Influenced by the cinematic works of Hiroshi Inagaki and Akira Kurosawa as well as Sergio Aragonés’ Groo the Wanderer, Usagi Yojimbo is violent without being visceral – humorous without being childish – tragic without sappy melodrama. Sakai explores themes like friendship, honor and Japanese folklore throughout this volume.

Whether drawing young Usagi skipping stones in a pond or a double-page spread of an ancient samurai battle, Sakai uses every panel to tell the story. Nothing is wasted!

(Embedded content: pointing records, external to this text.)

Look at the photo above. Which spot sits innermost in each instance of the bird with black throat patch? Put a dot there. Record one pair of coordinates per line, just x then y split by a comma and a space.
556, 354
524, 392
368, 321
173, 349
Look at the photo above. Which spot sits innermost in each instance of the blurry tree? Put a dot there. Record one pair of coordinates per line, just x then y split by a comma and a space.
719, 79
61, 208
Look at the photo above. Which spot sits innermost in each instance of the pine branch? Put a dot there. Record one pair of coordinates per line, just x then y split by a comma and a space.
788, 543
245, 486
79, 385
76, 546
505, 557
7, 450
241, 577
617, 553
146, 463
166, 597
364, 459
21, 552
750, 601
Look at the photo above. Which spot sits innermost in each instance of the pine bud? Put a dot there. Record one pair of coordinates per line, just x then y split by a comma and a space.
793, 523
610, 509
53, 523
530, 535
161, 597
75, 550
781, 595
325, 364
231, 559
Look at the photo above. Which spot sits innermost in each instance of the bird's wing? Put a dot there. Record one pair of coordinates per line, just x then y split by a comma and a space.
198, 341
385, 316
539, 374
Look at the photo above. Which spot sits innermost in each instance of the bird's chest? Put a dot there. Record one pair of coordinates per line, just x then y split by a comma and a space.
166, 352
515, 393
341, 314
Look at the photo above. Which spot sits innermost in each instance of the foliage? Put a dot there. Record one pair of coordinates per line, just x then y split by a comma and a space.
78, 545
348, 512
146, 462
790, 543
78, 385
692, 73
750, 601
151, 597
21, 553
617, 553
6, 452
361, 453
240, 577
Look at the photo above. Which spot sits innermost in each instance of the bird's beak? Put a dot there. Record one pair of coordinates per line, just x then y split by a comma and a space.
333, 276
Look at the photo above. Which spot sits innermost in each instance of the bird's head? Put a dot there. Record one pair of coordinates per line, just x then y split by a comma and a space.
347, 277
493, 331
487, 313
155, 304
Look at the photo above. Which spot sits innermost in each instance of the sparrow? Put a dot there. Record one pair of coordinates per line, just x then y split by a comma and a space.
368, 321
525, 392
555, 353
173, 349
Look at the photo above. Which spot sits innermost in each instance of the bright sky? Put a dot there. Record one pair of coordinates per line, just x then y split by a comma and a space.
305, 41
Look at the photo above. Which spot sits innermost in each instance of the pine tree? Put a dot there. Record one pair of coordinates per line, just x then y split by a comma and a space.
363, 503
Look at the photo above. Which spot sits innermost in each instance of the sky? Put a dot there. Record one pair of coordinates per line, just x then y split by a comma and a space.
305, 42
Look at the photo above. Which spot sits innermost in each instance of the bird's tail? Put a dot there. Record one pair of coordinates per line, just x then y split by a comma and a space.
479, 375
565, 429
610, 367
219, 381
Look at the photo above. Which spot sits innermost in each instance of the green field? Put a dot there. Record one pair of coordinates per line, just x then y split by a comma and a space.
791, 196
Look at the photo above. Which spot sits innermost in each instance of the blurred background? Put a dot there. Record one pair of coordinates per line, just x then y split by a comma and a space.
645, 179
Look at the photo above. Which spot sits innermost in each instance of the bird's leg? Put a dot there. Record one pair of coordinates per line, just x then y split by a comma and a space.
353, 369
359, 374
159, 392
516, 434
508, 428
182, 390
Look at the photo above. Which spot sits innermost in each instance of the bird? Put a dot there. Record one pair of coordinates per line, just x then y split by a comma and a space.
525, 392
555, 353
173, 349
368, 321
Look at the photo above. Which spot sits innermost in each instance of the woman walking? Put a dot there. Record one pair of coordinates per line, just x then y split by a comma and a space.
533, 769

In his introduction, Walt Simonson compares Stan Sakai’s work on Usagi Yojimbo to Carl Barks’ work on Donald Duck. It’s an astute observation beyond the obvious anthropomorphic similarities. Both artists take great care to service their stories first – building worlds and characters that readers read and re-read for decades.

Sakai’s work on this volume is a master class in storytelling. The book opens with a tale of young Usagi. He’s with Katsuichi-sensei, skipping pebbles in a pond. His sensei, who is meditating, chastises young Usagi and proceeds to tell him a story of a foolish woodcutter who loses his axe in a pond. Visually, Sakai plays a game with his readers, having the flashback panel structure mirror the present. Just as Usagi tossed pebbles into the pond, so too did the woodcutter – cursing the pond. In doing so, the woodcutter awakens the kami of the pond. The anger of the kami and annoyance of the sensei mirror each other. It is a game Sakai plays later (to great effect) in the titular story, “Traitors of the Earth.”

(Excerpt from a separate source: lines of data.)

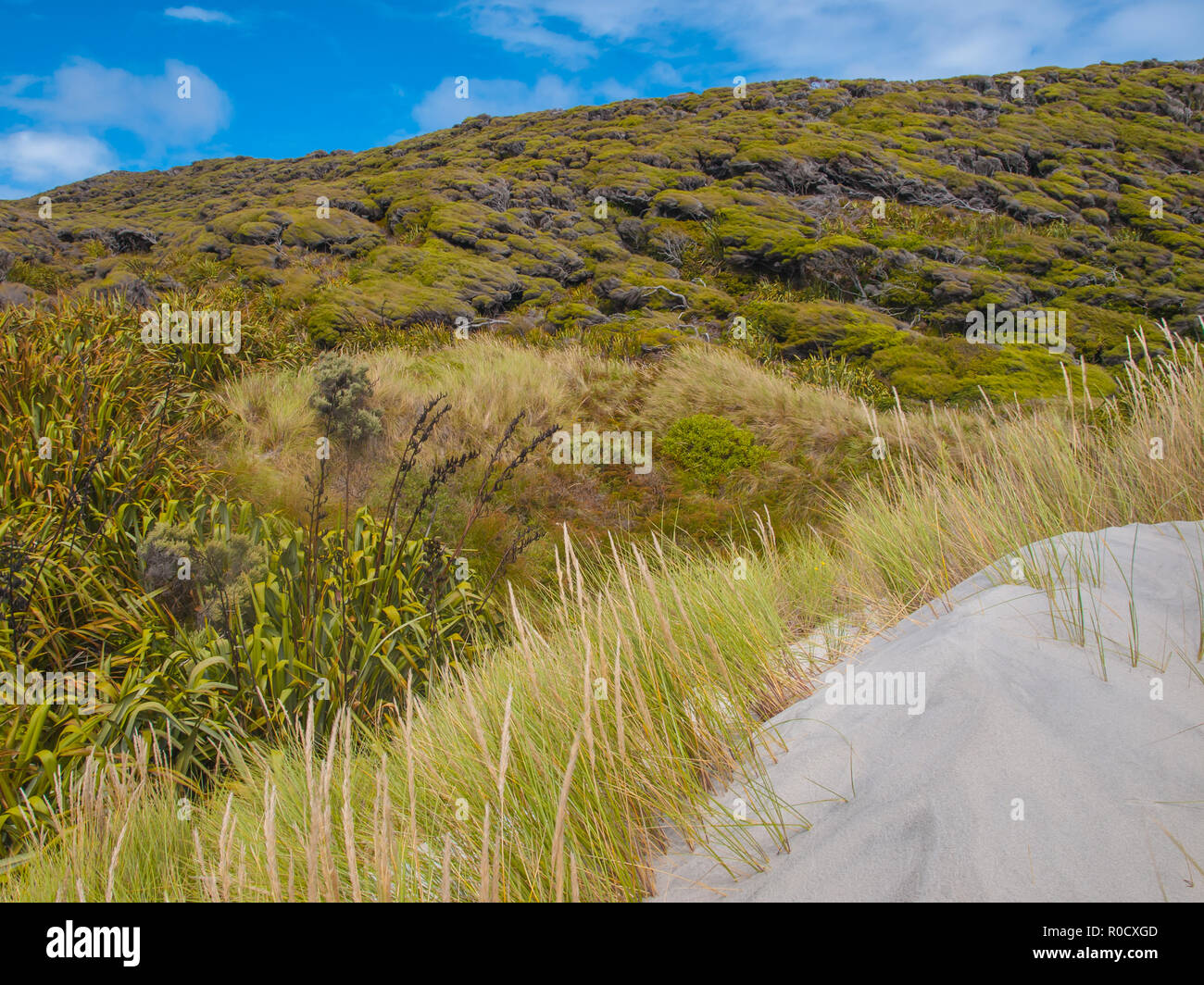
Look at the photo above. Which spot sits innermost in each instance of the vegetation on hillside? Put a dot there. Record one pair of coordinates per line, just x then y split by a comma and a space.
861, 219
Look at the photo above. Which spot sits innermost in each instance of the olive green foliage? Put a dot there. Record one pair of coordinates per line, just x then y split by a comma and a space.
894, 204
838, 373
709, 448
215, 580
342, 393
100, 499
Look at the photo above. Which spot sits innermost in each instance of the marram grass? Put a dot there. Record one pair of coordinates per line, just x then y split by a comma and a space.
554, 768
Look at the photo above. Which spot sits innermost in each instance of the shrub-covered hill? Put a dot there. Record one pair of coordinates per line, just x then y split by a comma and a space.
639, 223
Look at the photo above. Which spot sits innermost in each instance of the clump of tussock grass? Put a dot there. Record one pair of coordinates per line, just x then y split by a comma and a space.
578, 788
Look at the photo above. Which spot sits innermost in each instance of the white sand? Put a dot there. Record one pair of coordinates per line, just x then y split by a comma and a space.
1107, 775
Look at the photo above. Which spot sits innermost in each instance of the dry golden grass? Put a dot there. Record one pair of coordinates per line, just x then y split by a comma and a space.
552, 769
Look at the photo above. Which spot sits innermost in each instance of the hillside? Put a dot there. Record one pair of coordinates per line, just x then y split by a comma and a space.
633, 225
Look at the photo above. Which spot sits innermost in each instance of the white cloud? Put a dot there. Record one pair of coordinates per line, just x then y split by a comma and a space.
35, 160
496, 96
199, 13
519, 31
83, 94
891, 39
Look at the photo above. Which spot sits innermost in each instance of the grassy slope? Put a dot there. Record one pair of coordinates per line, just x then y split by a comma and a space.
583, 775
759, 208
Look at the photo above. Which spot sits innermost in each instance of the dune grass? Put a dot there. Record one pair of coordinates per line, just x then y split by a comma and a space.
639, 678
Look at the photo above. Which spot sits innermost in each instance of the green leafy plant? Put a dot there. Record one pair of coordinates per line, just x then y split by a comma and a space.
709, 448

The story “A Place to Stay” begins with five panels of swords clashing and pained assassins. The panels transition to a three-quarter page splash of Usagi besieged by assassins. He’s on the run and he’s fighting for his life.

The final story in this collection has massive importance to Usagi’s overall narrative. He encounters an old friend – Masaki. Masaki is also a samurai who was under the command of Usagi’s former master, Lord Mifune. It’s a tale of Usagi and Masaki’s attempt to avenge Lord Mifune by assassinating Lord Hikiji. It’s an excellent one-issue tale that adds an important thread to Miyamoto Usagi’s tapestry.

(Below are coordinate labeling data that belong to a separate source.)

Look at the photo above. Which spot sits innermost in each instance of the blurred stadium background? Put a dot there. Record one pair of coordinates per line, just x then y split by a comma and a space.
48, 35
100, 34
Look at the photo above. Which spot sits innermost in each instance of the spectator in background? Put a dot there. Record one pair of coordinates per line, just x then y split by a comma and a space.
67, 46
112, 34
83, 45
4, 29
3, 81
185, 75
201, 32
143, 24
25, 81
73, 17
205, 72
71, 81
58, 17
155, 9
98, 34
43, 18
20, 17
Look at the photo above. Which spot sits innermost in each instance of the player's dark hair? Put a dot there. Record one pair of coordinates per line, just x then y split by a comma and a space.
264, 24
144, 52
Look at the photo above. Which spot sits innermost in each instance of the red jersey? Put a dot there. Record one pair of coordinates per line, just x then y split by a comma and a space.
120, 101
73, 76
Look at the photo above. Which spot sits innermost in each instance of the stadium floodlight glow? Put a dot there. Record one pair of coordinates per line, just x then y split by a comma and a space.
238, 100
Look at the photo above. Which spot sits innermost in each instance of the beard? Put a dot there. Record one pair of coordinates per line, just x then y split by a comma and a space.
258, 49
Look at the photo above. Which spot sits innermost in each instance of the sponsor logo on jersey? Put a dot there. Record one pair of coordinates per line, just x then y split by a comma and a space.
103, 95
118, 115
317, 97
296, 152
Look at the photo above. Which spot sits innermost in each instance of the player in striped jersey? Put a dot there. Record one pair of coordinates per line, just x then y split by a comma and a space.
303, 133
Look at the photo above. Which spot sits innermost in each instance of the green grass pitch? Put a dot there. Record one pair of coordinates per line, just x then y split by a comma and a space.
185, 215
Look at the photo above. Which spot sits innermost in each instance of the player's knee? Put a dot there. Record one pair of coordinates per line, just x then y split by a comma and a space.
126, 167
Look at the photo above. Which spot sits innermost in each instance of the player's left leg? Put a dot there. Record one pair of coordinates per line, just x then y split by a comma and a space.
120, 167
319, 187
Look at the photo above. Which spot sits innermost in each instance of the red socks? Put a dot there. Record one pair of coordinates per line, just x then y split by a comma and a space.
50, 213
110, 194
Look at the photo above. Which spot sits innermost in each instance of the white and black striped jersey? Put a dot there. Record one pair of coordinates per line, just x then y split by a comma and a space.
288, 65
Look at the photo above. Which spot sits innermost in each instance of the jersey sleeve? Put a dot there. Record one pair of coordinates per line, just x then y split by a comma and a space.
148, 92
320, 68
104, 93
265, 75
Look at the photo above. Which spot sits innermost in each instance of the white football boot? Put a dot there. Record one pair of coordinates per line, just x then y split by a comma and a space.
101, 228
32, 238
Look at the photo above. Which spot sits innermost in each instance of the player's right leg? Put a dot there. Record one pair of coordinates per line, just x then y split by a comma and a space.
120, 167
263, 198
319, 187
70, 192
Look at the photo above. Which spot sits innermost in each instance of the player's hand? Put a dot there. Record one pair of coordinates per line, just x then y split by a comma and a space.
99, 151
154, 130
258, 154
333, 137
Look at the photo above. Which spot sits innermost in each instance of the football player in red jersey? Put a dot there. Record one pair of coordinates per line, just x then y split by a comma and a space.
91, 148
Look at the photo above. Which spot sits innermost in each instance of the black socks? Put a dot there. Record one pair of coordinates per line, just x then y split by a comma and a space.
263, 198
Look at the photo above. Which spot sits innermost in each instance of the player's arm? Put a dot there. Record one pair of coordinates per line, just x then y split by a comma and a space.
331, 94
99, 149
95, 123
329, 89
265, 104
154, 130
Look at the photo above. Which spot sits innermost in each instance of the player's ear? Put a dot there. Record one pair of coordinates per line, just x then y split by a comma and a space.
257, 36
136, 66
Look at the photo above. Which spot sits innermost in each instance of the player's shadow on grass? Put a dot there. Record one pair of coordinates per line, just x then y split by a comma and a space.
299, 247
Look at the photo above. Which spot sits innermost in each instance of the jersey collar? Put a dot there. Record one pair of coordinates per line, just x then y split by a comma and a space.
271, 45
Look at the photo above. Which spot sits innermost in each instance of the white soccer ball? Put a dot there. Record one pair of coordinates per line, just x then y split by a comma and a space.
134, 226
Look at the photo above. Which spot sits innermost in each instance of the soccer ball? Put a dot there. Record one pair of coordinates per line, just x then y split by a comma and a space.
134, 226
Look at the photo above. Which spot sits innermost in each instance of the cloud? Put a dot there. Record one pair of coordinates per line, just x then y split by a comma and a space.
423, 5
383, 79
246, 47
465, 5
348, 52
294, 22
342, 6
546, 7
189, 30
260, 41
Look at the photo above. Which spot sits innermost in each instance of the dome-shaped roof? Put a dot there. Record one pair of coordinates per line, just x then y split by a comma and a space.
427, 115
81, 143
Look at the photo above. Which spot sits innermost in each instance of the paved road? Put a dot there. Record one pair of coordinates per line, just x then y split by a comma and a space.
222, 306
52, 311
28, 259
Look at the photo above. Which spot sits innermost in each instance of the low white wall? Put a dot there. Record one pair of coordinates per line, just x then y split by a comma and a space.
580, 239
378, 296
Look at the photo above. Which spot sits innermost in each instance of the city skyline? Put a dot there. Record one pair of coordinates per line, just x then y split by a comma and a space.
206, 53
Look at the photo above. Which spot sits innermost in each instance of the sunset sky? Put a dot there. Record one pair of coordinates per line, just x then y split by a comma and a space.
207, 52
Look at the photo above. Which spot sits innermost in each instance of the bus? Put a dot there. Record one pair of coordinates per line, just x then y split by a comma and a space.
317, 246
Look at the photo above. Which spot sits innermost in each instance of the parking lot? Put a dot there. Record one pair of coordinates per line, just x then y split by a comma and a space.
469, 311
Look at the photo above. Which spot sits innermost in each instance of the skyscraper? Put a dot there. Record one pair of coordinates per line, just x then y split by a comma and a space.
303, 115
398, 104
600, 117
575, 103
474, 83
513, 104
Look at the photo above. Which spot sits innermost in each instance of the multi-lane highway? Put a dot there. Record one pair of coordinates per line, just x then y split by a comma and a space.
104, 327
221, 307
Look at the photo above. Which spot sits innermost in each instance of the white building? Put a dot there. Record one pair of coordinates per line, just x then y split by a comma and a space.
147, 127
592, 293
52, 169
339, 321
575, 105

In addition to the collected comic book stories, the Traitors of the Earth hardcover features extensive and fascinating supplemental material. Comics legend Walt Simonson provides an introduction that reminds readers just how important Usagi Yojimbo is to the comic book form. Stan Sakai’s story notes provide context for some of the folklore and design elements throughout the book. And as always, there’s a gorgeous cover gallery.

Usagi Yojimbo: Traitors of the Earth is everything that’s good about comics. This is the 26th volume of the series and it collects “Usagi and Kami of the Pond,” “Cut the Plum,” “Traitors of the Earth,” “What the Little Thief Heard,” “The Hidden Fortress,” “A Place to Stay,” and “The Death of Lord Hikiji.” It’s 176 pages of story plus the bonus features, which also include “Groo vs. Usagi: Who Would Win?”!

This hardcover is a joy for Usagi fans – whether they’ve just begun their journey or they’ve stood alongside the rabbit ronin for a long time.